À titre d’exemple, en 2016, plus de 7 poursuites judiciaires sur 10 pour violences sexuelles ont fait l’objet d’un non-lieu. On sait déjà que seul un cinquième des victimes de viols portent plainte, en raisons de nombreux facteurs dissuasifs. Une part non-négligeable des cas de viols sont requalifiés en agressions sexuelles par la justice ; entre 2012 et 2013 par exemple, 46 % des procès pour agressions sexuelles au tribunal de Bobigny étaient des cas de viols requalifiés. En tout, seul un dixième des plaintes pour viol aboutit à une condamnation.

On sait aussi que le nombre de femmes portant de fausses accusations est minime, et que le processus pour porter plainte est un véritable parcours du combattant, au regard du nombre de plaintes classées sans-suites.

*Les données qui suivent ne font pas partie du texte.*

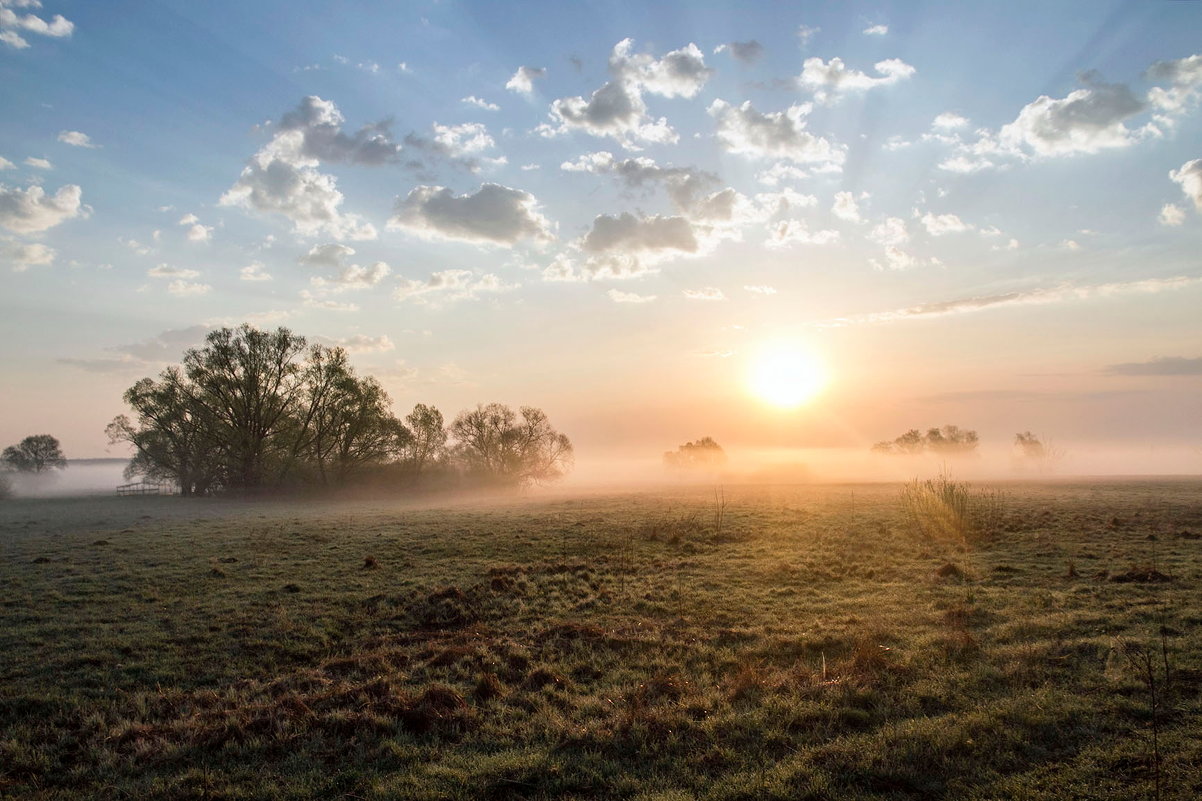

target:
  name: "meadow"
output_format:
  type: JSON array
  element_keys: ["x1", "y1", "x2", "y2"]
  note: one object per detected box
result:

Loin d’être un recours pour les femmes, la justice les réduit au silence.

L’impasse des institutions patriarcales

La condamnation de Sandra Muller met aujourd’hui en lumière le rôle joué par la justice dans un système patriarcal, véritable maillon qui banalise et légitime les violences subies par les femmes, et dont l’ampleur et le caractère systémique ont été révélés par les vagues #MeToo et #BalanceTonPorc. La lutte contre les violences de genre ne sera pas victorieuse si elle est déléguée à une justice patriarcale dans une logique exclusivement punitive.

De plus, le gouvernement Macron, dans une tentative de coopter la colère contre les violences de genre, a fait de l’égalité femmes-hommes une « grande cause du quinquennat », créant notamment un nouveau délit supposé sanctionner le harcèlement de rue. Ce n’est rien d’autre qu’une mesure cosmétique, qui ne changera rien à la réalité des rapports de domination que subissent les femmes à l’égard de leur patron, supérieur hiérarchique ou employeur, dénoncés par les tweets #BalanceTonPorc.

Car le sexisme est structurel, possède de nombreux visages, et il s’agit de s’organiser collectivement, indépendamment des institutions, pour le combattre.